Throughout the 1930s, 40s and 50s, these heroic figures organized successful strikes and formed unions. As a result, they saw significant improvements in farm workers’ wages and work conditions. However, the better working conditions didn’t last long. That’s when the Delano Grape Strike began in the 1960s.
The Filipino farm workers played a pivotal role in the labor rights movement, and to celebrate these heroes, Delano started the annual Philippine Weekend celebration in 1974. This is the one weekend out of the entire year where people of all ethnicities take time to learn about the Filipino culture. As one who takes pride in her culture, this is not enough.

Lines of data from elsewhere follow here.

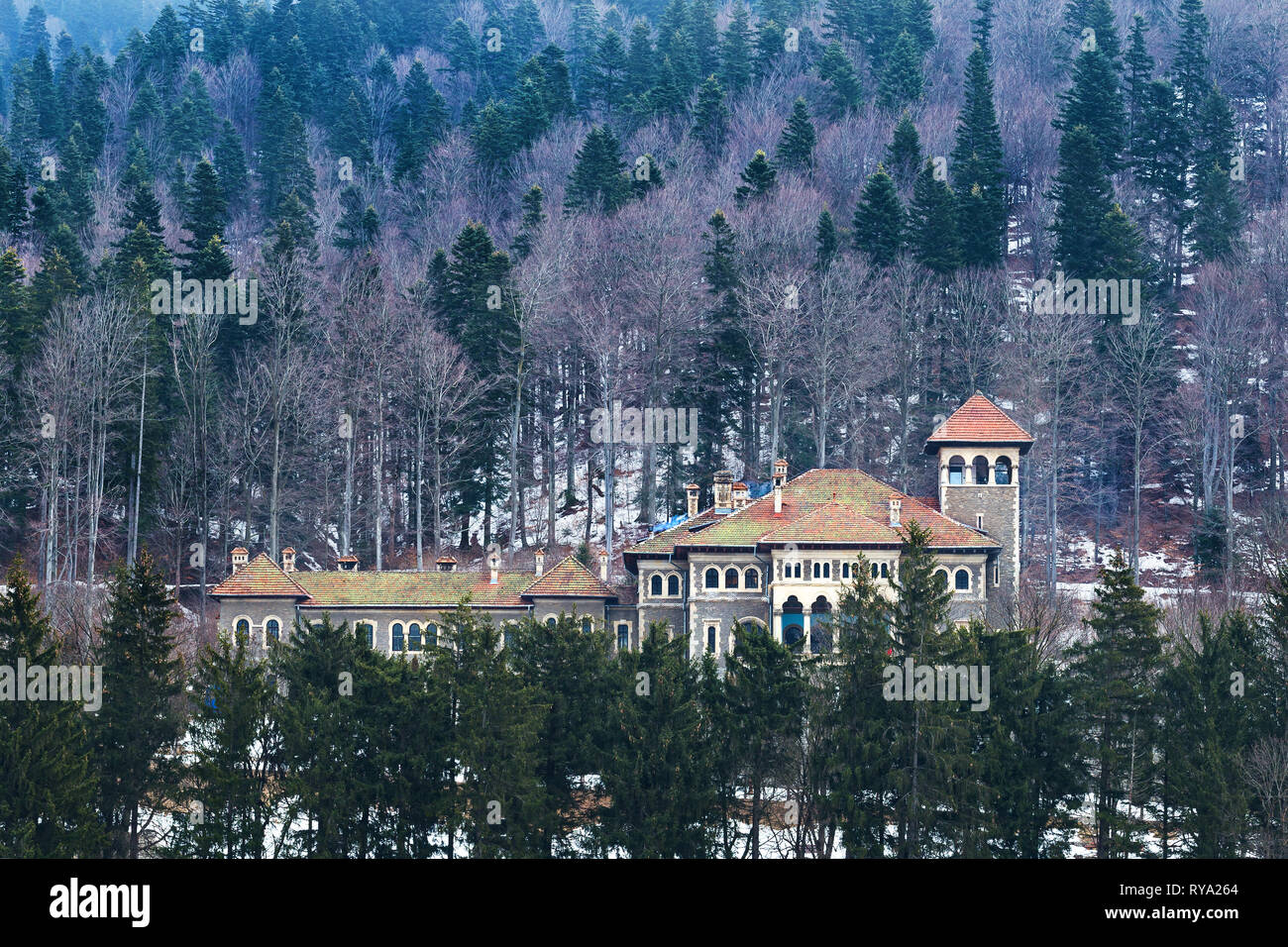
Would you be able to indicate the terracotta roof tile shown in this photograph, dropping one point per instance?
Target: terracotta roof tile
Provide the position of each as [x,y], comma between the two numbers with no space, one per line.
[978,421]
[570,579]
[412,589]
[261,578]
[816,505]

There are a few national landmarks standing in Delano; however, they are often not recognized. Students don’t learn about them in school, and families don’t talk about them at home.
For the longest time, I was unaware of Agbayani Village and Forty Acres, which is where UFW and Agricultural Workers Organizing Committee (AWOC) meetings took place during the labor movement.
We should be restoring and publicizing these historical landmarks. Young residents of Delano should grow up understanding the roots of their community, because with knowledge, comes pride.
Last October, I toured the Filipino Community Hall, the San Jose Rizal Bridge and the Agbayani Village. Visiting the Agbayani Village got me interested in all the untold stories of my community’s history. I felt a deeper connection with my own culture and heritage.
After the tour, I got to meet the children of the Delano Manongs. They shared their stories of growing up during the Grape Strike, and they were incredible.
So, why are the stories of the Delano Manongs never told when talking about the Grape Strike?
There should be a park that commemorates the members of the Delano Manogs, just as Cesar E. Chavez park does. Or maybe on Oct. 25, the community can celebrate Larry Itliong Day, just as they do on Cesar E. Chavez Day.
If there are no tributes that recognize the work of the Delano Manongs, how can we expect the community to know the true rich history of Delano?
As time passes, culture will shift and history will become less and less clear. But if we start to educate ourselves now about all the hidden roots of Delano’s history, we will be able to preserve it.
Zhakeila Nario Cabico is a 17-year-old Filipino student from Delano.